E che dire della valutazione delle competenze? Certo posso avere delle procedure di selezione molto valide, ma come faccio a valutare un collaboratore se prima non lo vedo all’opera? E soprattutto, se valuto un collaboratore non competente in applicazione del Codice della Crisi d’Impresa, per non incorrere in responsabilità, posso applicare il licenziamento per giustificato motivo? E via dicendo su questo tenore….
Novità?
Ma è veramente una novità? Si può sostenere che questo obbligo non esisteva già in precedenza?
Diciamo subito che era già previsto per le spa e che la valutazione dell’assetto organizzativo, amministrativo e contabile costituisce un preciso obbligo per il collegio sindacale, sia di una spa sia di una srl ( laddove sussitano le prerogative dimensionali).
Ma anche per le realtà più piccole non siamo di fronte ad una novità assoluta, o una rivoluzione gestionale bensì alla formalizzazione di un normale obbligo o meglio compito da parte dell’amministratore di governare con professionalità e diligenza qualunque società, in esecuzione del mandato conferitogli.
Rispetto al concetto di assetto organizzativo adeguato si deve quindi affermare che esso debba naturalmente essere adeguato alla dimensione dell’impresa ed alla sua attività. Questa conclusione è suffragata anche dal Consiglio Nazionale dei Dottori Commercialisti, che nel delineare le procedure di revisione dedicate alle c.d micro imprese, mette in secondo piano l’assetto organizzativo, amministrativo e contabile in quanto si prende atto del fatto che nella maggior parte di queste società l’assetto organizzativo esiste nell’azienda senza alcuna formalizzazione; si può dire che esso è “nella testa” dell’imprenditore e dei suoi collaboratori.

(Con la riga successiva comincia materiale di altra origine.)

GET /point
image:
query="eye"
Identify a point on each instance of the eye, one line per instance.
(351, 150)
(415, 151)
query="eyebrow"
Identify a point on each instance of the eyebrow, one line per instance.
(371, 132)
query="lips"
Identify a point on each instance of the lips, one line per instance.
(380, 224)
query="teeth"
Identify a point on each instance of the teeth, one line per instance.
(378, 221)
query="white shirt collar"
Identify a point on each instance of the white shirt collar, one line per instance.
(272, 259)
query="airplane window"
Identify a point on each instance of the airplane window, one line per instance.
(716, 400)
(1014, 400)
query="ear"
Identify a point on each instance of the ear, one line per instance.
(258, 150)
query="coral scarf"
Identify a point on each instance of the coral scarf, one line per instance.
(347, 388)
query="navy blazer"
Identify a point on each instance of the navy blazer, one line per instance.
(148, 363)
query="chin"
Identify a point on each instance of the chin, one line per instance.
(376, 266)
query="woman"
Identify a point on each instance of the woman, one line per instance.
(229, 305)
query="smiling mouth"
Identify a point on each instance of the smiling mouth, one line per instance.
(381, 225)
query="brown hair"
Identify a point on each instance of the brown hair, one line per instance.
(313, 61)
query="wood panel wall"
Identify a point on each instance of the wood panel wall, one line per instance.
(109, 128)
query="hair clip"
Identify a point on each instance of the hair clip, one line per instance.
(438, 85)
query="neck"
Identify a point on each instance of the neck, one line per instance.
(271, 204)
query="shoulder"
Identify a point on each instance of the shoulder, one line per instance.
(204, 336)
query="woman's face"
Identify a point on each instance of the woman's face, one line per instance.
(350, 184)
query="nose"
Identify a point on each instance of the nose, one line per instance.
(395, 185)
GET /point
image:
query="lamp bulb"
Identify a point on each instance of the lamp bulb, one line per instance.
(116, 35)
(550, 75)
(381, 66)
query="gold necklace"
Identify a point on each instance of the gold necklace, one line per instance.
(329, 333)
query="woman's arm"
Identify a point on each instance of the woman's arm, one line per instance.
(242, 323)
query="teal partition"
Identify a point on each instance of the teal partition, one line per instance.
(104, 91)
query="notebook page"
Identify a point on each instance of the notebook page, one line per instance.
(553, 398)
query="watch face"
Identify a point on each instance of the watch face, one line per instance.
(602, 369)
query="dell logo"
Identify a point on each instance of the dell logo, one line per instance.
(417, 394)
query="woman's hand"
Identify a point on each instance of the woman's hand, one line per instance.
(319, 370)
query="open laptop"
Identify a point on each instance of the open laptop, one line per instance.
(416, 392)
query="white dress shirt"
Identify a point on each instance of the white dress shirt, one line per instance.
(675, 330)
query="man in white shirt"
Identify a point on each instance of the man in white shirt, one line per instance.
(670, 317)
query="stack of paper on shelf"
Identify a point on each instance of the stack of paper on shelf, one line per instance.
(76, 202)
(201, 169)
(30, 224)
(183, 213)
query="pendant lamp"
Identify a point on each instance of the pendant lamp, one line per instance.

A maggior ragione questo avviene per le startup, per svariati motivi: ad esempio, l’adeguatezza del team è uno dei cardini del successo di qualunque startup; quindi in ogni startup, oggi come ieri, è necessario avere le persone giuste, con le giuste competenze, al posto giusto. Inoltre, gli adempimenti contabili, amministrativi e fiscali vengono usualmente affidati a professionisti esterni, che offrono anche competenze di tipo gestionale e manageriale.